Before going any further, take a moment to review Murdock's piece. You'll notice the absence of any consideration of whether waterboarding is, in fact, torture (except for one perfunctory closing sentence, about which more in a moment). This is not a bug, but a feature. By the lights of Murdock's argument, the moral status of any interrogation procedure is wholly determined by its utility, which is in turn determined by the tendency of that procedure to produce raw, unanalyzed data, regardless of the reliability of such data. (Murdock, I'm sure, would demur; let's hear his principled distinction between the KSM and al Libi cases, then.) Torture itself, on this view, becomes, if not an empty concept, a useless concept for deciding what boundaries to place on the acceptable techniques interrogators may use, since the tendency of an interrogation method to cause severe physical or mental suffering is completely orthogonal to its justification.

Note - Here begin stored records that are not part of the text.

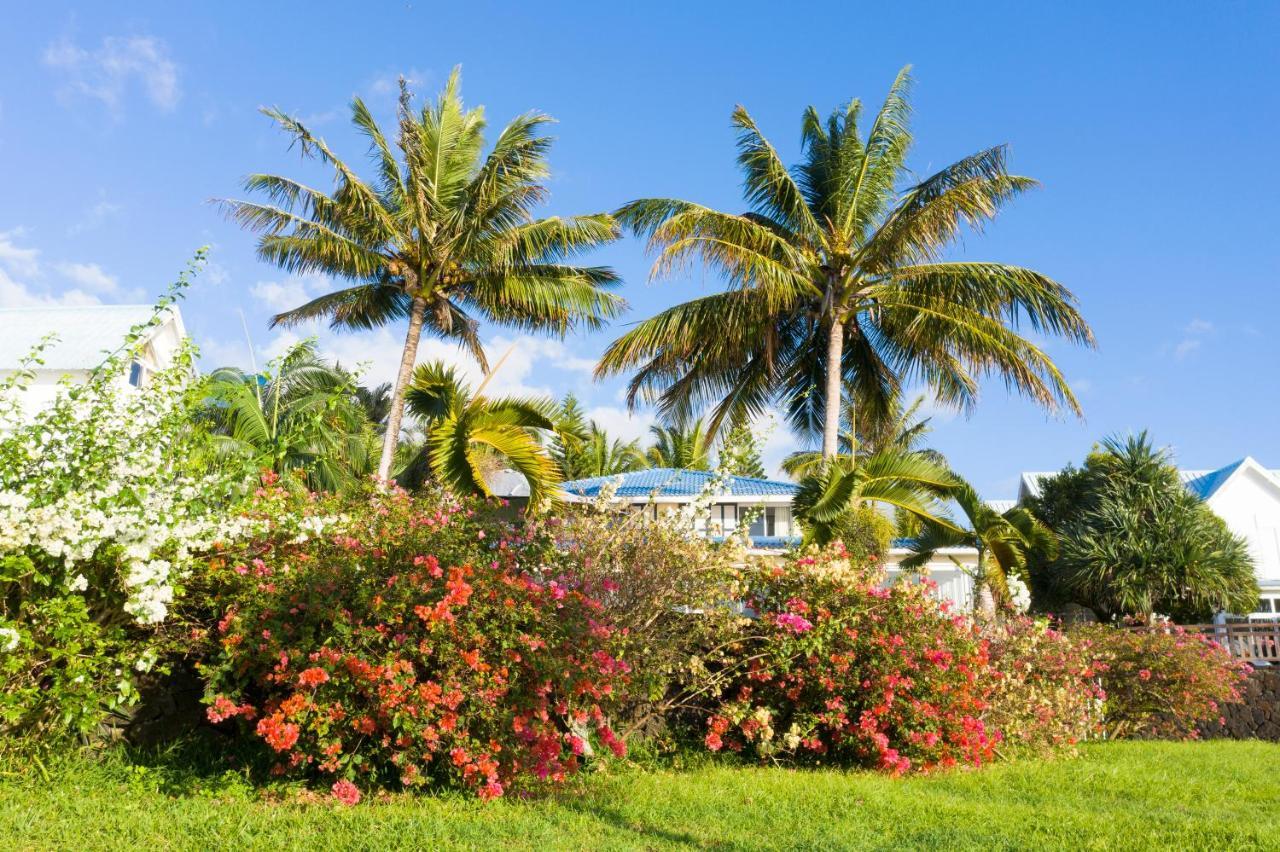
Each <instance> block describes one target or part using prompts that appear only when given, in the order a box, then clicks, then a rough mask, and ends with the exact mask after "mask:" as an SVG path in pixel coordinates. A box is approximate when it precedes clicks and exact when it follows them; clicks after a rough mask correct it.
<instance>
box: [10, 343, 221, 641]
mask: <svg viewBox="0 0 1280 852" xmlns="http://www.w3.org/2000/svg"><path fill="white" fill-rule="evenodd" d="M189 365H191V352H189V351H188V349H184V351H183V352H182V353H180V354H179V357H178V358H177V359H175V363H174V366H173V367H170V368H169V370H165V371H161V372H159V374H156V375H155V377H154V380H152V381H151V383H150V384H148V385H147V386H145V388H142V389H132V388H129V386H127V385H124V384H123V383H122V381H119V379H118V376H116V375H115V374H114V372H113V371H114V370H115V368H118V367H120V363H119V362H118V361H116V362H113V361H108V362H106V365H104V367H102V368H100V371H99V375H95V377H92V379H91V380H90V381H88V383H87V384H84V385H79V386H74V385H72V384H69V383H68V384H65V385H64V386H63V388H61V389H60V391H59V395H58V398H56V399H55V402H54V403H52V404H51V406H50V407H47V408H45V409H44V411H38V412H36V413H33V414H29V416H28V414H26V413H23V411H22V406H20V404H19V403H18V402H17V399H18V397H19V395H20V394H22V393H23V389H24V386H26V384H27V383H28V381H29V374H23V372H18V374H15V375H14V376H13V377H10V379H9V380H6V381H5V383H0V556H3V555H9V554H26V555H28V556H31V558H32V559H38V558H44V559H42V562H45V563H46V567H47V568H51V569H56V568H59V567H60V568H61V574H63V577H61V580H60V583H61V585H63V586H64V587H65V588H67V590H68V591H73V592H90V591H91V585H97V583H104V585H118V587H120V588H123V591H124V592H125V594H127V596H128V601H127V604H125V605H124V609H125V611H128V613H129V614H131V615H132V617H133V618H134V619H136V620H137V622H140V623H142V624H155V623H159V622H161V620H164V618H165V615H166V614H168V608H169V604H170V603H172V601H173V597H174V582H175V581H179V580H180V578H182V576H183V574H184V573H186V572H187V571H188V569H189V564H191V559H192V556H193V554H196V553H198V551H201V550H205V549H207V548H210V546H211V545H212V544H214V542H215V541H227V540H230V539H234V537H237V535H238V533H239V532H241V530H239V528H238V526H237V525H234V523H233V525H228V523H224V522H223V521H221V513H220V512H219V509H221V508H223V507H221V498H223V496H225V494H227V493H228V482H225V481H224V480H221V478H220V477H218V476H192V475H187V473H184V472H183V467H184V462H186V459H184V458H183V454H184V453H186V452H187V449H188V448H187V446H186V444H184V443H183V441H182V436H183V435H184V432H186V430H187V429H188V423H187V422H186V413H187V412H186V407H184V403H183V398H184V393H186V381H187V379H188V377H189V375H191V367H189ZM91 563H92V568H91ZM104 565H108V568H104ZM46 573H47V572H46ZM86 574H88V576H86Z"/></svg>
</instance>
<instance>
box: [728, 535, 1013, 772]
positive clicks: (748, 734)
mask: <svg viewBox="0 0 1280 852" xmlns="http://www.w3.org/2000/svg"><path fill="white" fill-rule="evenodd" d="M883 581H884V574H883V571H882V569H879V568H877V567H876V564H874V563H870V564H867V565H858V564H855V563H852V562H851V560H850V559H849V558H847V553H846V551H845V550H844V548H842V545H840V544H838V542H837V544H836V545H832V546H831V548H828V549H824V550H813V549H810V550H808V551H805V553H803V554H799V555H797V556H795V558H792V559H790V560H787V562H786V564H783V565H780V567H772V568H771V567H765V568H763V569H762V571H760V573H759V574H758V577H755V578H754V582H753V583H751V592H750V597H749V604H750V606H751V609H753V610H754V611H755V613H756V615H758V618H756V620H755V624H754V628H753V632H751V636H749V637H745V638H744V640H742V642H741V645H740V655H741V656H740V673H739V677H737V678H736V681H735V683H733V684H732V686H731V687H730V688H728V690H727V691H726V692H724V696H723V701H722V702H721V704H719V706H718V707H717V709H716V711H714V713H713V714H712V715H710V718H709V720H708V730H707V734H705V743H707V747H708V748H710V750H712V751H719V750H731V751H741V752H746V753H750V755H754V756H758V757H764V759H780V757H785V759H788V760H795V761H803V762H813V764H819V762H820V764H840V765H860V766H872V768H878V769H883V770H887V771H891V773H893V774H900V773H905V771H910V770H929V769H934V768H947V766H955V765H970V766H978V765H982V764H986V762H988V761H989V760H992V759H993V756H995V750H996V746H997V743H998V741H1000V734H998V733H997V732H995V730H992V729H991V728H989V727H988V725H987V723H986V722H984V720H983V714H984V711H986V710H987V706H988V691H989V678H988V677H987V673H988V670H989V663H988V650H987V641H986V640H984V638H982V637H980V636H979V635H978V632H977V629H975V627H974V626H973V624H972V623H970V622H969V619H966V618H965V617H963V615H957V614H951V613H950V611H948V608H947V606H946V605H945V604H941V603H938V601H937V600H936V599H934V597H933V592H932V585H931V583H929V582H900V583H895V585H891V586H887V587H886V586H884V585H883Z"/></svg>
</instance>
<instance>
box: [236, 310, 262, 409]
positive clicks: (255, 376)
mask: <svg viewBox="0 0 1280 852" xmlns="http://www.w3.org/2000/svg"><path fill="white" fill-rule="evenodd" d="M236 312H237V313H239V315H241V327H242V329H244V342H246V343H248V366H250V368H251V370H252V371H253V394H255V395H257V404H259V407H260V408H261V406H262V385H261V384H260V383H259V380H257V357H255V354H253V338H252V336H250V333H248V320H246V319H244V308H236Z"/></svg>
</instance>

Murdock does, before putting his pen to rest, make gestures towards a comprehension that some forms of torture may be so bad that they should never be undertaken (but waterboarding isn't it.) Murdock unfortunately gainsays this one nugget of decency in his very next sentence when he observes, "If terrorists suffer long-term nightmares about waterboarding, better that than more Americans crying themselves to sleep after their loved ones have been shredded by bombs or baked in skyscrapers," thereby bringing us back, through a dizzyingly circular logic, to the original question. (I must pause here to note the aptness of John (not Juan) Cole's questions for the GOP candidates, particularly the first: "Would you have sex with a man to stop a terrorist attack?")
To return to the thought with which I began this post, if there is one bit of advice William F. Buckley would be uniquely suited to give to the current generation of NR writers, it's that they should stop giving bullshit a bad name.